Thierry-Paul Valette s’oppose à un retour des gilets jaunes sur les ronds-points

Alors que des appels à une nouvelle mobilisation des gilets jaunes émergent sur les réseaux sociaux, Thierry-Paul Valette, figure emblématique du mouvement en 2018, exprime son refus catégorique de revivre une telle expérience. Avec la hausse des prix de l’essence, la question d’un retour des manifestations sur les ronds-points se pose à nouveau, mais Valette met en garde contre les dangers d’une telle initiative.

EN BREF

  • Des appels à la mobilisation des gilets jaunes fleurissent sur les réseaux sociaux.
  • Thierry-Paul Valette refuse un retour sur les ronds-points, craignant une radicalisation accrue.
  • Des personnalités politiques, comme Fabien Roussel, encouragent les rassemblements.

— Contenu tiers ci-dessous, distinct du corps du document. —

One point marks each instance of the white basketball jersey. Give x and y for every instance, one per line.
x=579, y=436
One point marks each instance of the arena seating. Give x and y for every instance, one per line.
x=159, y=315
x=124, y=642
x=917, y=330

Le mouvement des gilets jaunes, qui a pris de l’ampleur en 2018, avait été marqué par des manifestations hebdomadaires et une forte présence sur les ronds-points de France. Toutefois, Thierry-Paul Valette, qui a joué un rôle clé durant cette période, souligne que la situation actuelle est bien différente. Lors d’une interview accordée à RMC, il a déclaré : « La société d’aujourd’hui n’est plus la même qu’il y a huit ans, elle s’est radicalisée, elle est devenue violente. »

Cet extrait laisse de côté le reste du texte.